For the overall content of the exam, it is helpful to know that “all sections, except EMS Operations, have a content distribution of 85% adult and 15% pediatrics [based questions].” (Click HERE for more specifics on the NREMT, straight from their website.) Also, for the EMT exam, 18%-22% of questions asked will cover airway, respiration, and ventilation; 20%-24% will cover cardiology and resuscitation; 14%-18% will cover trauma; 27%-31% will cover medical/obstetrics/gynecology; and 10%-14% will cover EMS operations. For the EMR, advanced EMT and paramedic exams, the numbers differ only by 1%-2% in each category. Knowing this should help you focus your efforts. If your membership says that you are below passing in Medical categories but you are just above passing in Operations, focus your efforts on Medical topics until it is far above passing. The amount of questions you can expect on Medical topics is roughly twice what you’ll see on Operations.

In regards to how many questions will be asked in each area, again, that is based on the proficiency with which the candidate is able to correctly answer the questions. The total number of questions on the exam ranges from 70-120, and the sooner a candidate can correctly answer questions in each subject area as the difficulty progresses, the sooner the test will end.

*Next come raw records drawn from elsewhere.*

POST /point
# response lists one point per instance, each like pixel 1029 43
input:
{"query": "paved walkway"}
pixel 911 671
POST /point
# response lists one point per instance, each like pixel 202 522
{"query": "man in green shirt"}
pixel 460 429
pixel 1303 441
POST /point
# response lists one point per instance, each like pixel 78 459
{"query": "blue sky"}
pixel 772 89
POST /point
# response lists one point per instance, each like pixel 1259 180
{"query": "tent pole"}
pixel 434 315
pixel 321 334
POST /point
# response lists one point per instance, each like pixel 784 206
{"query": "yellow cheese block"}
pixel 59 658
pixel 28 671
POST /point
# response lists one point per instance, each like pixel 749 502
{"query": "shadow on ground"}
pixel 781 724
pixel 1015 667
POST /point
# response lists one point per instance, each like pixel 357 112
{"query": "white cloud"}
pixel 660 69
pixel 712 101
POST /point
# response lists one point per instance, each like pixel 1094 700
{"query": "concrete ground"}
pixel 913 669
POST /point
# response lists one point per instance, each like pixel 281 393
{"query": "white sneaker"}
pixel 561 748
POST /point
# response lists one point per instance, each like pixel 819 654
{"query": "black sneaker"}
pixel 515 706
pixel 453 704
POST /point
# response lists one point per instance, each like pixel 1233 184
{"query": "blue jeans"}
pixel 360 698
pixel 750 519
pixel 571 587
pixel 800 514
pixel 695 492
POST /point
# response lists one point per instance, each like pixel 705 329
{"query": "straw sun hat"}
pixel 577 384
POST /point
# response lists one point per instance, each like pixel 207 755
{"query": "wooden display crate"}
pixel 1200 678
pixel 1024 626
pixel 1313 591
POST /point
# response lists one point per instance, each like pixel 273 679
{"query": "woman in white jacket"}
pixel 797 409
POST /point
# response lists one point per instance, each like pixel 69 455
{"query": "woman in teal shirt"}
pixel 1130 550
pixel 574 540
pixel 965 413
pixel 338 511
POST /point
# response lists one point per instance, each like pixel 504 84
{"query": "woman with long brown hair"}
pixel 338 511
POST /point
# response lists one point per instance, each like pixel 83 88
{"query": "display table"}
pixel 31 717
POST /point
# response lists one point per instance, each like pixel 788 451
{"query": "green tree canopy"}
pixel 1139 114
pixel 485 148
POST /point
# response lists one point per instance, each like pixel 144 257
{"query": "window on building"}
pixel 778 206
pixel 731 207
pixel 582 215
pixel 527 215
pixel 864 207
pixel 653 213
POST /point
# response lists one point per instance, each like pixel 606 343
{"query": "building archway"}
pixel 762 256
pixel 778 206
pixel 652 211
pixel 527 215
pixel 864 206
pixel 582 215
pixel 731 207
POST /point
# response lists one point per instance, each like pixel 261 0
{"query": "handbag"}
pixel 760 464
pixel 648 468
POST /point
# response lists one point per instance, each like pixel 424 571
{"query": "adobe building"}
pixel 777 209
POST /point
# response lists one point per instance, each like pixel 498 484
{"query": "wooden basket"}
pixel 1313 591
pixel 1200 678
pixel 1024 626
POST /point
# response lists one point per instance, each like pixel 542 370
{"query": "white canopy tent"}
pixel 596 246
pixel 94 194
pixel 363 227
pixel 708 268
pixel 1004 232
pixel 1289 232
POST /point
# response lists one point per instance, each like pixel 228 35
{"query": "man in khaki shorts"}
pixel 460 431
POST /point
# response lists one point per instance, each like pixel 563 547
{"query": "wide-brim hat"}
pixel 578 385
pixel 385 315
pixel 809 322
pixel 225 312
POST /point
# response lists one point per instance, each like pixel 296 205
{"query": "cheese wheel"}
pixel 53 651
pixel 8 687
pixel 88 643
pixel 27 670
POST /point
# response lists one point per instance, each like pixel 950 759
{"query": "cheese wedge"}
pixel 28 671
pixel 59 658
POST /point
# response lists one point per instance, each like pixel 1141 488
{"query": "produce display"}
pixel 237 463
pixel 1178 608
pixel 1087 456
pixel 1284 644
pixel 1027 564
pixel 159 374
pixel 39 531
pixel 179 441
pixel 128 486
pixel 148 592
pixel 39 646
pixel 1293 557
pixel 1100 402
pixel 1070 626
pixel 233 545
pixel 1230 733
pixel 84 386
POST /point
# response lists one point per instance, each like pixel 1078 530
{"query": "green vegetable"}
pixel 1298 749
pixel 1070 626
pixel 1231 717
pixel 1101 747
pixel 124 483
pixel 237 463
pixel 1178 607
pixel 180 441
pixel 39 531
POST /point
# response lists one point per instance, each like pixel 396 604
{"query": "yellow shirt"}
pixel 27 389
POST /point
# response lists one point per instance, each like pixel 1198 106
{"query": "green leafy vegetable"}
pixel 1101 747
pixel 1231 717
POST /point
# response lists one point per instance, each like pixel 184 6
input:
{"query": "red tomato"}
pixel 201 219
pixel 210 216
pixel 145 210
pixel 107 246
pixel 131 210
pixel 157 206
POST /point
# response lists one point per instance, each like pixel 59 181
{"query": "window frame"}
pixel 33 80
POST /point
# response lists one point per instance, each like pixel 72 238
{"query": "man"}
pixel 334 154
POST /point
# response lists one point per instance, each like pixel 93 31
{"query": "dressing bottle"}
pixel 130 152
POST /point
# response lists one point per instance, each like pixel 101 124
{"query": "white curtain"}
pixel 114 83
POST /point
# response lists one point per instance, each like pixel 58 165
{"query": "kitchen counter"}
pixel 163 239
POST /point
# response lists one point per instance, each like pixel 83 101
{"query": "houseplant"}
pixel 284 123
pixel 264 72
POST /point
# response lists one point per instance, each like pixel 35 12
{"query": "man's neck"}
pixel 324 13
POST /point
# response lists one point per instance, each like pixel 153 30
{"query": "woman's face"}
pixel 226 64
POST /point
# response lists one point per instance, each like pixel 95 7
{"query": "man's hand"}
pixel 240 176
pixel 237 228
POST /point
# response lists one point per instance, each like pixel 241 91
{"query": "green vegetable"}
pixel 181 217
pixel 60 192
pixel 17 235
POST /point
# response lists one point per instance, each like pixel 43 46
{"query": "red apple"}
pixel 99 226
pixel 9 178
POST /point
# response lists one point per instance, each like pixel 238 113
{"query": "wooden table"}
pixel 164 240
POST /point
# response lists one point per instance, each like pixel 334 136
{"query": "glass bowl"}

One question we get at very routinely, is “where are the questions in each “focus area derived?” The NREMT exam bases questions off of the National EMS Education Standards, current accepted practices of EMS, and Current AHA Guidelines for CPS and ECC (Emergency Cardiovascular Care). Much of this information can be gleaned by studying EMS textbooks and the listed sources directly. It is therefore important to note that specific agency protocols may not be in-line with the national protocols, and therefore should not be used as a study tool. For more information about the NREMT on how their exams are created and structured, click HERE

The focus areas for this exam should be in-line with the areas of study for your EMT course, and therefore match the study materials created by reading and note-taking. There are no tricks on this exam or surprise questions. All information is derived directly from national standardized EMS protocols.